The young King of Navarre and his followers (slimmed down to two here) take an oath to devote themselves to three years of study and fasting and to forswear the company of women who are not allowed within a mile of the court. It’s a sophomoric scheme that reeks of male self-importance and insecurity.

And it soon gets its comeuppance when the Princess of France and her ladies arrive on a diplomatic embassy, causing an epidemic of oath-breaking. The bright, linguistically exuberant luxury of youthful raillery is put into a sudden, sobering perspective when the news arrives of the death of the Princess’s father.

The play is sometimes set in the long golden summer of 1914 which certainly suits the “never such innocence again” (Philip Larkin, "MCMXIV") mood of the final act and the unorthodox, provisional ending where the women suspend romantic resolutions and put the insensitive men on a probationary period of “twelve month and a day”.

Bagnall, taking his cue from the musical-box beauty of the Playhouse’s interior, has opted instead to emphasise the fairy tale aspects. The theatre begins in complete darkness (to which it, very beautifully, almost returns at the end), the cast gradually lighting and then snuffing the chandeliers.

Kirsty Woodward’s gangly, bespectacled Princess of France is the centre of attention. The production fast-forwards to the moment in act five when she is about to receive the awful news of bereavement.

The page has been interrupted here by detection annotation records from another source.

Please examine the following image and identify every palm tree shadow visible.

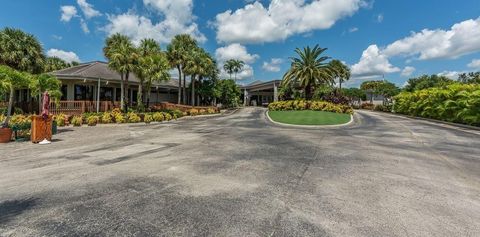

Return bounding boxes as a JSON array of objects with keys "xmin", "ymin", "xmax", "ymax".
[{"xmin": 0, "ymin": 198, "xmax": 38, "ymax": 225}]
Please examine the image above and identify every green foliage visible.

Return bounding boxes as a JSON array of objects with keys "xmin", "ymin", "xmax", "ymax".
[
  {"xmin": 282, "ymin": 45, "xmax": 334, "ymax": 99},
  {"xmin": 71, "ymin": 115, "xmax": 83, "ymax": 127},
  {"xmin": 393, "ymin": 84, "xmax": 480, "ymax": 126},
  {"xmin": 143, "ymin": 114, "xmax": 153, "ymax": 124},
  {"xmin": 404, "ymin": 75, "xmax": 455, "ymax": 92},
  {"xmin": 153, "ymin": 112, "xmax": 165, "ymax": 122},
  {"xmin": 218, "ymin": 80, "xmax": 241, "ymax": 108},
  {"xmin": 87, "ymin": 115, "xmax": 100, "ymax": 126},
  {"xmin": 268, "ymin": 100, "xmax": 353, "ymax": 114}
]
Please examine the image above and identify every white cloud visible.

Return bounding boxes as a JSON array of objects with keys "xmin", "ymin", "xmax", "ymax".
[
  {"xmin": 60, "ymin": 6, "xmax": 77, "ymax": 22},
  {"xmin": 77, "ymin": 0, "xmax": 102, "ymax": 19},
  {"xmin": 47, "ymin": 49, "xmax": 81, "ymax": 63},
  {"xmin": 467, "ymin": 59, "xmax": 480, "ymax": 69},
  {"xmin": 262, "ymin": 58, "xmax": 283, "ymax": 72},
  {"xmin": 351, "ymin": 45, "xmax": 400, "ymax": 77},
  {"xmin": 215, "ymin": 44, "xmax": 260, "ymax": 80},
  {"xmin": 104, "ymin": 0, "xmax": 207, "ymax": 43},
  {"xmin": 348, "ymin": 27, "xmax": 358, "ymax": 33},
  {"xmin": 401, "ymin": 66, "xmax": 416, "ymax": 77},
  {"xmin": 215, "ymin": 44, "xmax": 260, "ymax": 64},
  {"xmin": 437, "ymin": 71, "xmax": 464, "ymax": 80},
  {"xmin": 80, "ymin": 18, "xmax": 90, "ymax": 34},
  {"xmin": 377, "ymin": 14, "xmax": 383, "ymax": 23},
  {"xmin": 383, "ymin": 18, "xmax": 480, "ymax": 60},
  {"xmin": 213, "ymin": 0, "xmax": 367, "ymax": 43}
]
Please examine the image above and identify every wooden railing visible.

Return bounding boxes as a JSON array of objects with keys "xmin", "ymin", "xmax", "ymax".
[{"xmin": 50, "ymin": 100, "xmax": 120, "ymax": 115}]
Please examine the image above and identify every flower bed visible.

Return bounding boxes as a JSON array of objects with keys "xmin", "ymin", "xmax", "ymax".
[{"xmin": 268, "ymin": 100, "xmax": 353, "ymax": 114}]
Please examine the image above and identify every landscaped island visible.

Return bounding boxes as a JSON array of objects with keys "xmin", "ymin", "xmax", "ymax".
[
  {"xmin": 268, "ymin": 100, "xmax": 353, "ymax": 125},
  {"xmin": 268, "ymin": 110, "xmax": 350, "ymax": 125}
]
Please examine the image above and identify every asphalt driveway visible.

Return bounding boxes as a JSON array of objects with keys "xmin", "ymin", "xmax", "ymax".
[{"xmin": 0, "ymin": 108, "xmax": 480, "ymax": 236}]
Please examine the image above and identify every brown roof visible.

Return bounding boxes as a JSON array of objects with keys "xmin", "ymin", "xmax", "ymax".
[{"xmin": 52, "ymin": 61, "xmax": 178, "ymax": 88}]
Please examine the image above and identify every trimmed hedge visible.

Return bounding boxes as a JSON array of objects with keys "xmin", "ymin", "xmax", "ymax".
[
  {"xmin": 268, "ymin": 100, "xmax": 353, "ymax": 114},
  {"xmin": 393, "ymin": 84, "xmax": 480, "ymax": 126}
]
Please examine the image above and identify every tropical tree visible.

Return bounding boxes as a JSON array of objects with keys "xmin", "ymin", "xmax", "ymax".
[
  {"xmin": 134, "ymin": 39, "xmax": 161, "ymax": 108},
  {"xmin": 29, "ymin": 74, "xmax": 62, "ymax": 111},
  {"xmin": 0, "ymin": 65, "xmax": 31, "ymax": 126},
  {"xmin": 329, "ymin": 59, "xmax": 350, "ymax": 91},
  {"xmin": 44, "ymin": 57, "xmax": 71, "ymax": 72},
  {"xmin": 0, "ymin": 28, "xmax": 45, "ymax": 73},
  {"xmin": 282, "ymin": 45, "xmax": 332, "ymax": 99},
  {"xmin": 103, "ymin": 33, "xmax": 138, "ymax": 111},
  {"xmin": 223, "ymin": 59, "xmax": 245, "ymax": 81},
  {"xmin": 167, "ymin": 34, "xmax": 197, "ymax": 104}
]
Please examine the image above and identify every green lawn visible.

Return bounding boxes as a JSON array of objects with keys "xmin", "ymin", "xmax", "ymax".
[{"xmin": 268, "ymin": 110, "xmax": 350, "ymax": 125}]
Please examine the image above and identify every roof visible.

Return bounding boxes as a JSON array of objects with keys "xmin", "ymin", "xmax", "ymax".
[
  {"xmin": 240, "ymin": 80, "xmax": 282, "ymax": 90},
  {"xmin": 52, "ymin": 61, "xmax": 178, "ymax": 88}
]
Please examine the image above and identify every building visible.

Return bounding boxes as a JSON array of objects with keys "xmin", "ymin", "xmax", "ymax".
[
  {"xmin": 240, "ymin": 80, "xmax": 281, "ymax": 106},
  {"xmin": 11, "ymin": 61, "xmax": 178, "ymax": 112}
]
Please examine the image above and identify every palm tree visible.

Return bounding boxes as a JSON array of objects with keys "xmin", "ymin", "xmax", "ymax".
[
  {"xmin": 44, "ymin": 57, "xmax": 71, "ymax": 72},
  {"xmin": 0, "ymin": 28, "xmax": 45, "ymax": 73},
  {"xmin": 223, "ymin": 59, "xmax": 235, "ymax": 79},
  {"xmin": 233, "ymin": 60, "xmax": 245, "ymax": 82},
  {"xmin": 167, "ymin": 34, "xmax": 197, "ymax": 104},
  {"xmin": 282, "ymin": 45, "xmax": 332, "ymax": 99},
  {"xmin": 103, "ymin": 33, "xmax": 138, "ymax": 111},
  {"xmin": 0, "ymin": 65, "xmax": 31, "ymax": 126},
  {"xmin": 135, "ymin": 39, "xmax": 161, "ymax": 108},
  {"xmin": 329, "ymin": 59, "xmax": 350, "ymax": 91}
]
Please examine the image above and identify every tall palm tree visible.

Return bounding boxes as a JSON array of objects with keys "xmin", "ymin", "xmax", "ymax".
[
  {"xmin": 103, "ymin": 33, "xmax": 138, "ymax": 111},
  {"xmin": 44, "ymin": 57, "xmax": 70, "ymax": 72},
  {"xmin": 282, "ymin": 45, "xmax": 332, "ymax": 99},
  {"xmin": 134, "ymin": 39, "xmax": 161, "ymax": 108},
  {"xmin": 167, "ymin": 34, "xmax": 197, "ymax": 104},
  {"xmin": 0, "ymin": 28, "xmax": 45, "ymax": 73},
  {"xmin": 329, "ymin": 59, "xmax": 350, "ymax": 91}
]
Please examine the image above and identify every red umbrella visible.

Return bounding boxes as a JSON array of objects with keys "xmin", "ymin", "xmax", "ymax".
[{"xmin": 42, "ymin": 91, "xmax": 50, "ymax": 120}]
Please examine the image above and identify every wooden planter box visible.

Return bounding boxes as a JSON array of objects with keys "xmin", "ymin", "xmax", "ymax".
[{"xmin": 30, "ymin": 115, "xmax": 52, "ymax": 143}]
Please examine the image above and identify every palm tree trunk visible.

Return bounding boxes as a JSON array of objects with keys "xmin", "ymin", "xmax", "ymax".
[
  {"xmin": 191, "ymin": 75, "xmax": 195, "ymax": 106},
  {"xmin": 177, "ymin": 66, "xmax": 182, "ymax": 104},
  {"xmin": 182, "ymin": 73, "xmax": 187, "ymax": 104},
  {"xmin": 5, "ymin": 85, "xmax": 15, "ymax": 125},
  {"xmin": 120, "ymin": 72, "xmax": 125, "ymax": 109}
]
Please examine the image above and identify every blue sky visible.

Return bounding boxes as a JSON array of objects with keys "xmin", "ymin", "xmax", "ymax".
[{"xmin": 0, "ymin": 0, "xmax": 480, "ymax": 86}]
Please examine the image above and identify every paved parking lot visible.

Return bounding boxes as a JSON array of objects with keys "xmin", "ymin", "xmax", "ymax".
[{"xmin": 0, "ymin": 108, "xmax": 480, "ymax": 236}]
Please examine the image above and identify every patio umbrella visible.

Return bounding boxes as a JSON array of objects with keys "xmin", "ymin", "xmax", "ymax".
[{"xmin": 38, "ymin": 91, "xmax": 51, "ymax": 145}]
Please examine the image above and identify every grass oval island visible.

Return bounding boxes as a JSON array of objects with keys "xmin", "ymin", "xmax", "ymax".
[{"xmin": 267, "ymin": 110, "xmax": 351, "ymax": 126}]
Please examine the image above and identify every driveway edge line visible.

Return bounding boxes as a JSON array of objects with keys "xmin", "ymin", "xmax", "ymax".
[{"xmin": 265, "ymin": 110, "xmax": 354, "ymax": 128}]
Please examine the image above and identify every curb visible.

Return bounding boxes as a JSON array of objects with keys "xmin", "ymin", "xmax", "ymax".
[
  {"xmin": 361, "ymin": 109, "xmax": 480, "ymax": 131},
  {"xmin": 265, "ymin": 110, "xmax": 354, "ymax": 128}
]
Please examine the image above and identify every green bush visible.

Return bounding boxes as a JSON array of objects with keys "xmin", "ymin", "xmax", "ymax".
[
  {"xmin": 268, "ymin": 100, "xmax": 353, "ymax": 114},
  {"xmin": 393, "ymin": 84, "xmax": 480, "ymax": 126},
  {"xmin": 71, "ymin": 115, "xmax": 83, "ymax": 127},
  {"xmin": 153, "ymin": 112, "xmax": 165, "ymax": 122}
]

But she puts this on hold and irritably kicks her trunk from which emerge the characters of the comedy who descend back into it at the conclusion. Lovely harp and cello music give the proceedings the feel of a magical, intricate toy.

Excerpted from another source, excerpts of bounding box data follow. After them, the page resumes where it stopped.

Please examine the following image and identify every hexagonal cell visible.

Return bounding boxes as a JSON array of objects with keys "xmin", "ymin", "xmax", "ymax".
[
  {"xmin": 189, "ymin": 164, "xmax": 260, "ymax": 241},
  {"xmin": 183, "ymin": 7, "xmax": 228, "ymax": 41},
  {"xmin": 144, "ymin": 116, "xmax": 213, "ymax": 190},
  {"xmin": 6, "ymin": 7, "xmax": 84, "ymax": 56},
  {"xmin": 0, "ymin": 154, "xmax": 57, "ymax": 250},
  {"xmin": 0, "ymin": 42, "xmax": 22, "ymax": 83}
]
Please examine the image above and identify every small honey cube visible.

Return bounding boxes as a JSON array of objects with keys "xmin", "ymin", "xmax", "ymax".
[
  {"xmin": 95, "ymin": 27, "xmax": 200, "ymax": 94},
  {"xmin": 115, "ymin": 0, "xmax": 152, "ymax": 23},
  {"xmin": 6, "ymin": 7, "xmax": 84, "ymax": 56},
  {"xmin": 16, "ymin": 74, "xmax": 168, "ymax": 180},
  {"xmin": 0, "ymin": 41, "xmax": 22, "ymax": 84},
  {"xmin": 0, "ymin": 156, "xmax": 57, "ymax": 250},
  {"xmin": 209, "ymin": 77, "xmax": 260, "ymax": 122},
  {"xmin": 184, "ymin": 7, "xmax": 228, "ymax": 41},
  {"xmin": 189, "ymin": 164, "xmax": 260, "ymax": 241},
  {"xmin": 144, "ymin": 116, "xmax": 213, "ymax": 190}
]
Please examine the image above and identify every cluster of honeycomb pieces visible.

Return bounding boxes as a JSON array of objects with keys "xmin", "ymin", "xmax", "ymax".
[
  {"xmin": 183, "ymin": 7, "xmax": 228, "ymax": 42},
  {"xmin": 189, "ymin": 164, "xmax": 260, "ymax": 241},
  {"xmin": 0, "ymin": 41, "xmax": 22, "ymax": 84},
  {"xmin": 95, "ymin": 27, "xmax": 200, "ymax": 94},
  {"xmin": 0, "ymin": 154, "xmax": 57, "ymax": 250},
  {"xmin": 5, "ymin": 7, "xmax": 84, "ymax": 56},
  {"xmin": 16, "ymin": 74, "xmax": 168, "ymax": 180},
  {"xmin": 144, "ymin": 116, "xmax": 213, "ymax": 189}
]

The fact that we have already seen the ladies gives added irony to the opening scenes and the self-deceived posturing of the men which is deliciously caught by Paul Stocker as the King, Tom Kanji as Dumaine and Dharmesh Patel, excellent as Berowne, the most complex and least deluded of them.

Love’s Labour’s Lost is a play that groans with dense verbal wit and the production succeeds in vivaciously marrying this with the goofball slapstick. Take the great scene where the King and his lords lie in hiding and eavesdrop on one another as each, mistakenly thinking he’s alone, confesses his true feelings about love.

Very amusingly, it’s as if Kanji’s Dumaine is taken over by some erotic demon that causes him to cast off his shirt and raunchily groove all over the stage.

Jos Vantyler is inspired as Don Armado, hilariously capturing the mangled verbal extravagance of this Spanish grandee (“it is the king’s most sweet pleasure and affection to congratulate the Princess at her pavilion in the posteriors of this day, which the rude multitude call the afternoon”) and the barking, self-besotted attitudes that make it no surprise that Don A is a compatriot of Salvador Dali.

The character is like a funfair mirror reflecting the folly of the lords. Part of the charm of the production is that it’s played a tight company of eight (so Paul Stocker, for example, doubles as the King and the windbag pedant, Holofernes).

Much less conventionally, Vantyler plays both himself and, switching from hissing Hispanic to yapping Northern, his own diminutive page (“my tender juvenile”), Moth. The resulting schizoid conversations and the solicitous care for Moth’s person are a blissfully crackpot fancy.

Jade Williams brings a searching eloquence to Rosaline and firmly establishes with Kirsty Woodward and Leaphia Darko the superior insight of the women. The two complementary songs to Spring and Winter at the end are ravishing – chastening but not without hope. There’s real delicacy of feeling in this production as well as full-blooded fun.